Is There a Link Between Hair Relaxers and Fibroid Tumors?

Or is this a tactic to scare people into buying new products?

Recently, there has been a surge of information about hair relaxers and how they are linked to uterine fibroids in African American women. I do not believe everything I read, especially if it is posted on a social network. So I had to do my own research and what I found was pretty interesting.

Uterine fibroids are a buildup of non-cancerous muscle tissue found in the uterus. They can grow as large as an orange and are extremely uncomfortable. For some reason, they are found mostly in African-American women.

In my opinion, the correlation between fibroids and hair relaxers seem pretty sketchy. According to the American Journal of Epidemiology, women who relaxed their hair have a greater chance of getting fibroid tumors and young girls are more susceptible of starting their cycle at an early age.

Other researchers suggest that this is possible by the chemicals entering the body through the burns on the scalp. This issue I have with this information is this is all speculation—there was no hard evidence to be found. 

It is no secret that African American women relax their hair more than any other ethnic group.

Based on the few blogs I’ve read and my conversations with other African American women, it’s just a coincidence that the women used in these studies just so happened to be Black women with chemically straightened hair. And because they are more likely to have fibroids, those in charge of these studies created this assumption.

Often times, I feel the information that is put out there is nothing but a tactic to scare people into jumping on the bandwagon and buying new products. And recently, this new wave of “all naturale” hair trends leads me to believe this is the same scenario.

I am certain that hair relaxers can do some damage to the hair and scalp if not used properly. The chemicals are pretty strong and will burn if left on the hair for an extended period of time.

However, to put out information that clearly requires more research is very misleading. There needs to be more concrete facts to support the link between hair relaxers and uterine fibroids.

For more information surrounding this topic, check out the links below and please leave your comments. I am very interested in hearing everyone’s opinion.



SuF May 14, 2012 at 01:50 PM
This also is just opinion, I'm no scientist, but if you think of hair as connected to the rest of the body, then it sort of follows that if you put evil chemicals onto it, and onto the scalp, and they burn (i.e. through tissue on the scalp), then those chemicals are leaching into one's system--and that can't be a good thing. It may seem like hair is apart from the body but if one imagines putting something as noxious directly onto one's skin (into the eyes, any other sensitive part of the body that isn't "protected" by hair), it's a pretty awful thought and might lead one to think that it would cause internal damage. I agree that studies can be misleading, there are loads of examples, and also that believing what one reads on a social (non-scientific) site is a bad idea, and it's also true that reports are issued that are meant to encourage or force people to buy new things, whether a hair product or a car or everything else....But regularly putting those chemicals onto one's body can't be good. Think about the 18th century, when white women used powder that had arsenic (or was it lead? I can't recall, but it was some bad shit) in it to make themselves even whiter.
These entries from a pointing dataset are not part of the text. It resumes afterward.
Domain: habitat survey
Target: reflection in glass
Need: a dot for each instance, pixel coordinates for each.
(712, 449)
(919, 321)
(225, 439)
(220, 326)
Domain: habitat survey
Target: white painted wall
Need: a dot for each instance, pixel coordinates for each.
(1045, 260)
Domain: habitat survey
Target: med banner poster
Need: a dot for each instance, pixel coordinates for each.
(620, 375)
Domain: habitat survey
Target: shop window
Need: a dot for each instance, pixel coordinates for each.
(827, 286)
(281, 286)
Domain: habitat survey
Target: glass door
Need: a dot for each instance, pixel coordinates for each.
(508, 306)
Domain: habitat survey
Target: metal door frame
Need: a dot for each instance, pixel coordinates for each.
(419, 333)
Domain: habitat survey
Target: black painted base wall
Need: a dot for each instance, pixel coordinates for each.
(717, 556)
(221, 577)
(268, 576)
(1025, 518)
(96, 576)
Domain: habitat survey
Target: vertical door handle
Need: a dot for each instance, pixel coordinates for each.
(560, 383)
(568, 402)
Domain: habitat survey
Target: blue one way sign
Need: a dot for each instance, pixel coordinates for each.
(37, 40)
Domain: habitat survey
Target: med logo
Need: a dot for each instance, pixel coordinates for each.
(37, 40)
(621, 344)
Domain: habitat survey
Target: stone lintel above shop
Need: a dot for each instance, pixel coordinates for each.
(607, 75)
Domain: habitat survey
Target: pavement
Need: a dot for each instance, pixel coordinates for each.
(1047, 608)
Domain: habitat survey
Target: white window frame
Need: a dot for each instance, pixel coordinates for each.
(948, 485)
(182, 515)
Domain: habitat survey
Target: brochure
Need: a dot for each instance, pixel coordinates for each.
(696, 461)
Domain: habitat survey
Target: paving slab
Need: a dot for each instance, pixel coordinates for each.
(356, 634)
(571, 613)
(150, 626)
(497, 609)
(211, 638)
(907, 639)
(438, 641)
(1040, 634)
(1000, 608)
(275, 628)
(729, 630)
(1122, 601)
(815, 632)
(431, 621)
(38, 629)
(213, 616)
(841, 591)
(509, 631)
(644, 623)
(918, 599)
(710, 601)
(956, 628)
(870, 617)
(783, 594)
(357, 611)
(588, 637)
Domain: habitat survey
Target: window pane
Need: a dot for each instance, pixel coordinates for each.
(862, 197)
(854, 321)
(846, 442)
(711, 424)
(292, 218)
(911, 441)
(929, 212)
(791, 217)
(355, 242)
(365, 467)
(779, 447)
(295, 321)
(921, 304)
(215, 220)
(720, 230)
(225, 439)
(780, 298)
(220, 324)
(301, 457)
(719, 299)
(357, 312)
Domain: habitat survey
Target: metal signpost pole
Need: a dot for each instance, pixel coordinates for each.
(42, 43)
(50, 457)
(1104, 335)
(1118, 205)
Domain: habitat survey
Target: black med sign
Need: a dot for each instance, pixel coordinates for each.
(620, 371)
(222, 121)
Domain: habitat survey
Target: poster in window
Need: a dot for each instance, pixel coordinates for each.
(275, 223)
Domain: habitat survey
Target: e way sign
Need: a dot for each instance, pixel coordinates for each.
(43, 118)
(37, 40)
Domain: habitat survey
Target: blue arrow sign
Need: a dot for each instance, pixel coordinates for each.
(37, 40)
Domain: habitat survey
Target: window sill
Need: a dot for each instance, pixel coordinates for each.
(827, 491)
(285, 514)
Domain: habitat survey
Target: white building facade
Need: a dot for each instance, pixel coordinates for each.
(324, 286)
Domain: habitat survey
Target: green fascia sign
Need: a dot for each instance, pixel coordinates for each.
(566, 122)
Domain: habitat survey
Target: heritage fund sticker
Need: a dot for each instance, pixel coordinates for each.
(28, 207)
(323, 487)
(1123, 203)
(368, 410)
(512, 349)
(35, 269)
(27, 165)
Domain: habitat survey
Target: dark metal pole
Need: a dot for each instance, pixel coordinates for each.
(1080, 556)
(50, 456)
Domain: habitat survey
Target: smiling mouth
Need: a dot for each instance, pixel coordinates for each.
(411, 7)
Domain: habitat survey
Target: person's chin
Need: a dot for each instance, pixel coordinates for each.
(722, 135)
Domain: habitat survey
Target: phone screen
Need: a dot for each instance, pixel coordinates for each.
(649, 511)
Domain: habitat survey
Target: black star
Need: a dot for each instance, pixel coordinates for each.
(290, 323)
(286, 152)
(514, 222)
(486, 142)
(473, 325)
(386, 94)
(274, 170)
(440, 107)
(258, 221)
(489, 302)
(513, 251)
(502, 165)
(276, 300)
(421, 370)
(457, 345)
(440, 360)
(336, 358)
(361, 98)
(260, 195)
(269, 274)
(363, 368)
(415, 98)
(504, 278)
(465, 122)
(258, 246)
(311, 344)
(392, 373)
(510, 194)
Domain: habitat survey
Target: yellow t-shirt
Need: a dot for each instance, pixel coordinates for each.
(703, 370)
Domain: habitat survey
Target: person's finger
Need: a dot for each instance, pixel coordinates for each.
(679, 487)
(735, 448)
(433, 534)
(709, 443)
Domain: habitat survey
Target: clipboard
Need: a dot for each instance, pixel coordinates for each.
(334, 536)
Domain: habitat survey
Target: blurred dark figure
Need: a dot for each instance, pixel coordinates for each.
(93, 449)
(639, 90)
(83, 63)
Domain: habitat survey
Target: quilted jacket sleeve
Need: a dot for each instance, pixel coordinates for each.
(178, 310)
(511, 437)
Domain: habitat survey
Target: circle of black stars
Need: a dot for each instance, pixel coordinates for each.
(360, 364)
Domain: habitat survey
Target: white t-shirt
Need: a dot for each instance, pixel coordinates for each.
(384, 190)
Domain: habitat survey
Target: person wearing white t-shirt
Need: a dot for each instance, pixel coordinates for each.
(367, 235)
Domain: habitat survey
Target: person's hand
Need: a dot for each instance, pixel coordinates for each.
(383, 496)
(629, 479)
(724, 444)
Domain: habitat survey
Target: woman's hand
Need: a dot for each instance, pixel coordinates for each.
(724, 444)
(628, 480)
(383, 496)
Not a good idea either.
Nicole May 14, 2012 at 02:51 PM
I think you are wise to be skeptical of new scientific findings and to not believe everything you read. However, dismissing an epidemiological study published in a reputable peer-reviewed journal "Based on the few blogs I’ve read and my conversations with other African American women" is pretty dismissive of what could turn out to be a valid and important finding. The study in question looked only at African-American women - in other words, it compared black women who relax their hair with black women who do not, rather than comparing black women and white women. Certainly the findings warrant further research before we can claim conclusive evidence, but it seems premature to dismiss the study entirely. Also, do you know of any connection between the researchers and the cosmetic industry? I'm also skeptical of companies pushing new products on consumers, but unless you know that the researchers actually have some ties to the industry, I think it's inappropriate to make such accusations.
James Sanford May 17, 2012 at 03:47 PM
For a lack of technical terms lye base product enter the pores and reduce the body ability to fight off bacteria thus making you more acceptable to infection.